Limonium bicolor, a typical recretohalophyte, has a specialized salt-secreting structure in the epidermis called the salt gland and plays a significant role in improving saline land. Understanding the molecular mechanisms of salt secretion and salt gland development requires an efficient L. bicolor transformation system, which is described in this report. Leaf explants were incubated with Agrobacterium tumefaciens strain EHA105 harboring the plasmid pTCK303 containing the β-glucuronidase gene (GUS) as the transgene reporter and the hygromycin B resistance gene as a selectable marker.

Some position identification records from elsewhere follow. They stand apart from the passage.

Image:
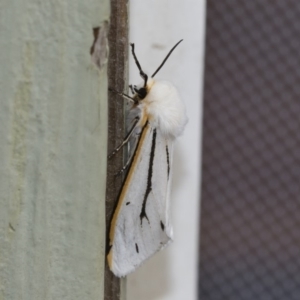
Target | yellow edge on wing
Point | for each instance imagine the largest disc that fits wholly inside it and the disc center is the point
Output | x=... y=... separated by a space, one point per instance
x=126 y=185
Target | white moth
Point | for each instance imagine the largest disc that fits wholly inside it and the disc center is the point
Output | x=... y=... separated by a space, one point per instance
x=141 y=222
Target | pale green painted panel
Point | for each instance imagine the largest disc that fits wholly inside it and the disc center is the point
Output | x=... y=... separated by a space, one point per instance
x=53 y=133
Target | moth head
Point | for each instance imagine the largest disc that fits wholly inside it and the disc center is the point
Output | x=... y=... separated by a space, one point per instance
x=142 y=90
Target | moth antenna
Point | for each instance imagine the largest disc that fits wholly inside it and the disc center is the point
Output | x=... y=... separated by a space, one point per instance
x=166 y=58
x=142 y=73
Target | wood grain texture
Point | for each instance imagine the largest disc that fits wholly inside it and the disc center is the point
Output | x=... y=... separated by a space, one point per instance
x=117 y=79
x=53 y=131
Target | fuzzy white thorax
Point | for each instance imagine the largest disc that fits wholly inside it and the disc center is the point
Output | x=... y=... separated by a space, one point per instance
x=164 y=108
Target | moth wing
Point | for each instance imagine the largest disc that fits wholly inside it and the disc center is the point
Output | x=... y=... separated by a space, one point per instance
x=141 y=223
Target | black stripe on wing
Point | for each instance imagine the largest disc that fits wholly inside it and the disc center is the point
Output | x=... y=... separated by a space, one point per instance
x=149 y=180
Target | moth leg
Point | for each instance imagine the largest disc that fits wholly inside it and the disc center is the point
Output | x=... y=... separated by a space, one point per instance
x=143 y=75
x=126 y=165
x=131 y=89
x=126 y=138
x=123 y=95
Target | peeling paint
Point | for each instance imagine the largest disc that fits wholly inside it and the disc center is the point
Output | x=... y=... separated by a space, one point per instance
x=99 y=49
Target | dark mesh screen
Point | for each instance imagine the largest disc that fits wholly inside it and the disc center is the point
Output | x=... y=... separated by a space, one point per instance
x=250 y=211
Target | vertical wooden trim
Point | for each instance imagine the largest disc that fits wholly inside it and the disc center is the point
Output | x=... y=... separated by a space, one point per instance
x=118 y=79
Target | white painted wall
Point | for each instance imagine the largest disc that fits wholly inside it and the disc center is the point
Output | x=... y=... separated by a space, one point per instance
x=155 y=26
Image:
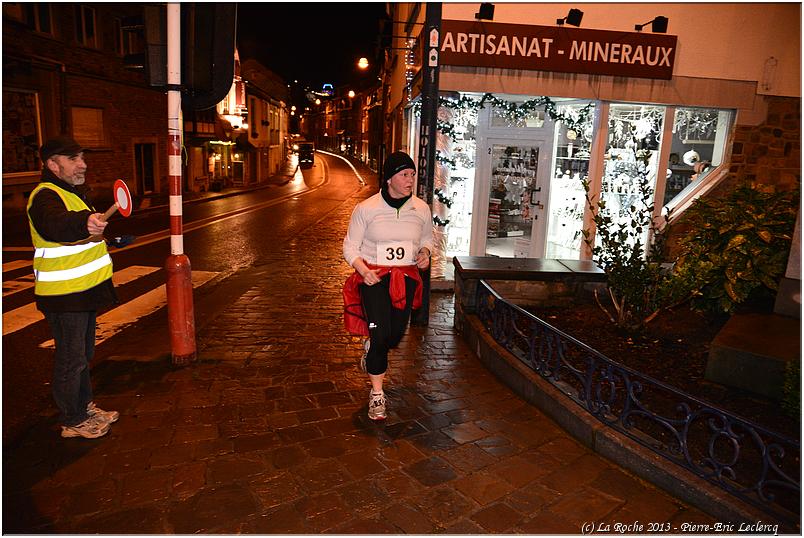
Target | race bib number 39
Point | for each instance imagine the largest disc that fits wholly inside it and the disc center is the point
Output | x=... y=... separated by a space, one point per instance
x=395 y=253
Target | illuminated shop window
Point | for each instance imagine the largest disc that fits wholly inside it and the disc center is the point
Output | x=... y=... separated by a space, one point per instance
x=697 y=148
x=570 y=167
x=631 y=160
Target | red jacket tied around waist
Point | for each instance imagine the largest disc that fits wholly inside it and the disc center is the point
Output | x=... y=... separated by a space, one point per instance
x=353 y=317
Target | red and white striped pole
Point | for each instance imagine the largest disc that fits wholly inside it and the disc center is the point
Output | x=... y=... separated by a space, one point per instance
x=181 y=318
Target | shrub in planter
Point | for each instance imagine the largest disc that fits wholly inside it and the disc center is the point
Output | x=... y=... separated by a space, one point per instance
x=737 y=246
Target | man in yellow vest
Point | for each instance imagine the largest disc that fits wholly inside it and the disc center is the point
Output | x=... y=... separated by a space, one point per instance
x=73 y=280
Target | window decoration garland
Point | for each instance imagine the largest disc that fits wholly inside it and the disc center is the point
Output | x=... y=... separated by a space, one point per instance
x=511 y=110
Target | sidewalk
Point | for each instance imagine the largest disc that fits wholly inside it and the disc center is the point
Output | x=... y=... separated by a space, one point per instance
x=267 y=433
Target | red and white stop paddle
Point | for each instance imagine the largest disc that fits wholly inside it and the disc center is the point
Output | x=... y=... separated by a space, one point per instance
x=122 y=200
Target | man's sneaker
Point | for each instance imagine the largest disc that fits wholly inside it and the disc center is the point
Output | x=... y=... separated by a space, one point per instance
x=377 y=406
x=91 y=428
x=366 y=346
x=106 y=416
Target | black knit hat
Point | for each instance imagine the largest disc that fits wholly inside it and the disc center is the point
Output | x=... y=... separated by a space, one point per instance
x=395 y=163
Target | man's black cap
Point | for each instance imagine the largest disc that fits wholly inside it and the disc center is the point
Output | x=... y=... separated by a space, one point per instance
x=61 y=145
x=395 y=163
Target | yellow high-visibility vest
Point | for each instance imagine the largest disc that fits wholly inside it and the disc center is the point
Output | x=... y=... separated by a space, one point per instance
x=64 y=268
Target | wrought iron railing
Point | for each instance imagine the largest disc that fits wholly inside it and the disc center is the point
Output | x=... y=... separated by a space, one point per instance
x=746 y=460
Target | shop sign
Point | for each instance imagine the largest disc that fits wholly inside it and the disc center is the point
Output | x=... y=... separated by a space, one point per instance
x=557 y=48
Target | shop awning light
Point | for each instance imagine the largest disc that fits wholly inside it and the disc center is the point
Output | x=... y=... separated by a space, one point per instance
x=658 y=25
x=486 y=12
x=574 y=18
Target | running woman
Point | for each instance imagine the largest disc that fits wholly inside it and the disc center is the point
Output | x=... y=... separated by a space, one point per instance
x=389 y=240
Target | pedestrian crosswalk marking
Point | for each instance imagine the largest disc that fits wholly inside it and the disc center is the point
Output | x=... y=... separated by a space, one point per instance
x=117 y=319
x=23 y=316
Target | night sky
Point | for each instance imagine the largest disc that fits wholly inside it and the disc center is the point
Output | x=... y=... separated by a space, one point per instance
x=315 y=43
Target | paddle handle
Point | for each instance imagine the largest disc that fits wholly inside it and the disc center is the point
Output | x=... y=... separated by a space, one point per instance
x=109 y=212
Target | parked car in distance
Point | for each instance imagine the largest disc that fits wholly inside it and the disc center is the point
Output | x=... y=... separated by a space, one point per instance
x=306 y=154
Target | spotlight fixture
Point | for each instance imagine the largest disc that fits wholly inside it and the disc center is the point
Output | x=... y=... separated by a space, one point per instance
x=486 y=12
x=574 y=18
x=658 y=25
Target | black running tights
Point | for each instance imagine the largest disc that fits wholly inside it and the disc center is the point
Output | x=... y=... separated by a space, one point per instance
x=386 y=324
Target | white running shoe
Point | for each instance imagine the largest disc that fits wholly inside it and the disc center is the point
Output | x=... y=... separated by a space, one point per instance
x=377 y=406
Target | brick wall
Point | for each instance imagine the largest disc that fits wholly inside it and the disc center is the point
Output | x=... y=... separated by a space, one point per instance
x=66 y=74
x=769 y=153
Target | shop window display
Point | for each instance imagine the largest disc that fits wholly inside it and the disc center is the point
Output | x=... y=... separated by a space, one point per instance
x=571 y=154
x=634 y=137
x=699 y=137
x=513 y=193
x=458 y=191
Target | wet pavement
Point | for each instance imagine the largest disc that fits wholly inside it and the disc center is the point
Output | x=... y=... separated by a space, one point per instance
x=267 y=433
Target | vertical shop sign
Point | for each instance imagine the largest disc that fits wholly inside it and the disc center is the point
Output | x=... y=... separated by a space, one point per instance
x=427 y=134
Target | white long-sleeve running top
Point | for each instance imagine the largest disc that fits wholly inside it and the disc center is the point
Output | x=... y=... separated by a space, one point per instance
x=375 y=223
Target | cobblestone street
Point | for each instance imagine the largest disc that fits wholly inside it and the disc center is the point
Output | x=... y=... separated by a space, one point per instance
x=267 y=433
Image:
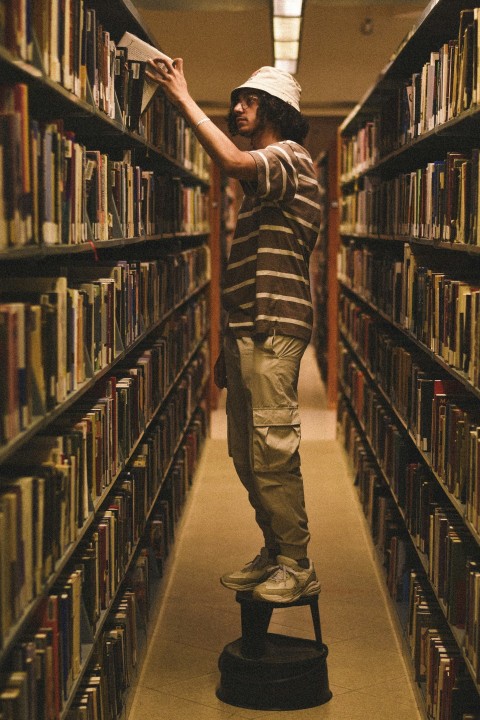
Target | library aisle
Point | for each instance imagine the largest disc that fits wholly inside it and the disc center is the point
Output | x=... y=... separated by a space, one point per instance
x=198 y=617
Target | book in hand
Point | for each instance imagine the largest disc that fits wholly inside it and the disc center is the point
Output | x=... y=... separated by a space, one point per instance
x=139 y=50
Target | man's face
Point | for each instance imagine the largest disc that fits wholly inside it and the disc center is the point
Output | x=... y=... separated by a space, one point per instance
x=245 y=110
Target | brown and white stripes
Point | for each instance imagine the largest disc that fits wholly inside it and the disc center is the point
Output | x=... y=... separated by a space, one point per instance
x=266 y=287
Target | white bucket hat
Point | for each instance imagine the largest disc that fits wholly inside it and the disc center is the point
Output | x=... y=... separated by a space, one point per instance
x=276 y=82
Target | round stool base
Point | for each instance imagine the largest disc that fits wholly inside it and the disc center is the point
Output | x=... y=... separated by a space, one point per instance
x=291 y=674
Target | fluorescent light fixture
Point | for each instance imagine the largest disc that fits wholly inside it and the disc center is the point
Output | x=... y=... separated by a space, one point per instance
x=288 y=8
x=285 y=50
x=288 y=65
x=286 y=28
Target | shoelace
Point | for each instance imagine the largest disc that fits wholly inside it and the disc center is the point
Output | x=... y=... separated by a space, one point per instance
x=258 y=562
x=280 y=574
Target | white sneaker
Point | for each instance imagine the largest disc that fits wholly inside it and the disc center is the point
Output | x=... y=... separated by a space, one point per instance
x=288 y=583
x=253 y=573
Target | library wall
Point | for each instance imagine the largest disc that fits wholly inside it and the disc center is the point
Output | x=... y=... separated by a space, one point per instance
x=409 y=352
x=105 y=212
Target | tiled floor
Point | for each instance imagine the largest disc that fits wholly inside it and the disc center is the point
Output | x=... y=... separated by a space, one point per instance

Up to 96.9% of leaves were induced to regenerate shoots on an Murashige and Skoog (MS) medium supplemented with 4.4 μM 6-benzyladenine and 1.1 μM α-naphthaleneacetic acid; roots were induced on the MS medium containing 2.5 μM indole-3-butyric acid. This tissue culture system was suitable for Agrobacterium-mediated transformation of L. bicolor. Pre-cultivated explants (2 d old) were incubated with Agrobacterium (0.6–0.7 at OD600) in a shaking culture for 20 min; the explants and bacterium were co-cultivated for 4 d in the dark before the explants were transferred to a selection medium containing 8 mg/L hygromycin B and 600 mg/L piperacillin sodium (added to prevent continued Agrobacterium growth). Histochemical assays and PCR to detect the GUS gene showed that transformation frequency was 4.43%. Quantitative PCR and Northern blotting further verified the integration and presence of the GUS gene in L. bicolor. This is the first report of an Agrobacterium-based transformation system for L. bicolor. The system will facilitate a research on the identity and function of genes involved in salt gland development and salt secretion.